Neither the Outdoor Industry Association nor the Colorado Tourism Office could say exactly how often tourism and outdoor recreation intersect. But evidence suggests that the two industries are mutually beneficial.
Of the travelers who visit Colorado in the summer, 52 percent take scenic drives, 46 percent visit a state or national park, and 32 percent hike or backpack, said Cathy Ritter, Colorado’s tourism boss.
Similarly, Vail’s GoPro Mountain Games brings in 3,300 athletes and 67,000 spectators annually, generating $7.2 million in economic impact, according to the Outdoor Industry Association’s report, out Tuesday.
That’s not to say the tourism and outdoor-recreation industries rely on each other exclusively. The OIA report found that 71 percent of Colorado’s 5.7 million residents participate in outdoor recreation…
Outdoor recreation and tourism last year brought in $2 billion and $1.2 billion in state and local taxes, respectively. The state tourism report found that each Colorado resident would have to pay an additional $216 to replace the taxes that visitors kick in each year.
Outdoor recreation, such as camping, motorcycling and trail sports, directly creates 229,000 jobs and nearly $10 billion in wages and salaries, OIA executive director Amy Roberts said.
Tourism directly created 165,000 jobs that supply $5.8 billion in wages, according to the tourism office.

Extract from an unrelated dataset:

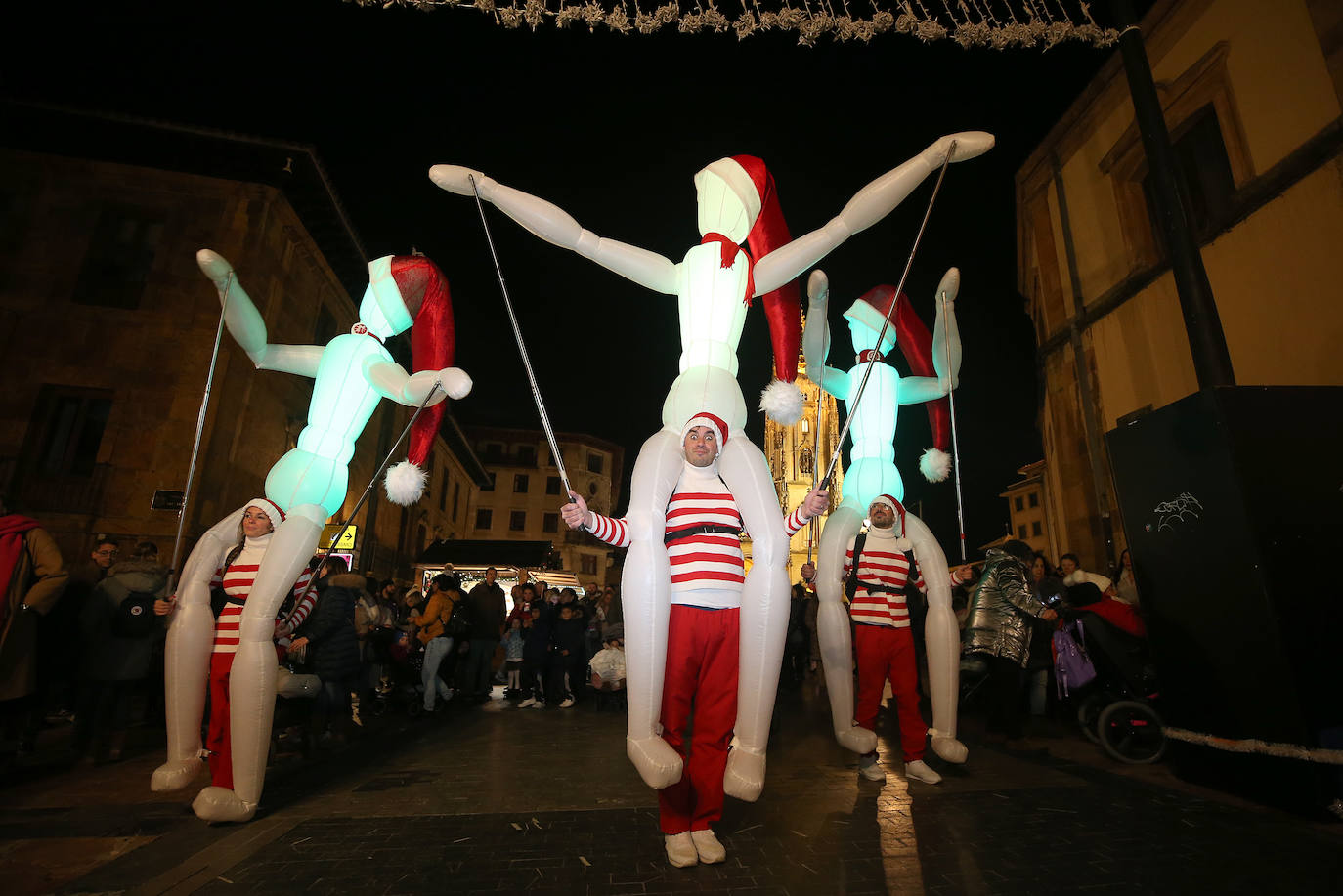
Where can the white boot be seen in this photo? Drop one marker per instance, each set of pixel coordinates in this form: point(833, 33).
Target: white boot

In comparison, oil, gas and mining accounts for 58,000 Colorado jobs, the OIA report pointed out without citing total wages.
Since the recession, Colorado has logged a 37 percent increase in total visitation, compared with a 17 percent increase across the U.S. The $19.7 billion in tourism consumer spending is a new high for the state.
And both Ritter and Roberts expect their industries to grow — outdoor recreation aided by friendly policies, businesses relocating to the state and a strong independent retail sector, and tourism buoyed by the national “Come to Life” marketing campaign that helped grow Colorado’s share of the U.S. tourism market to 3.1 percent from 2.8 percent in a year.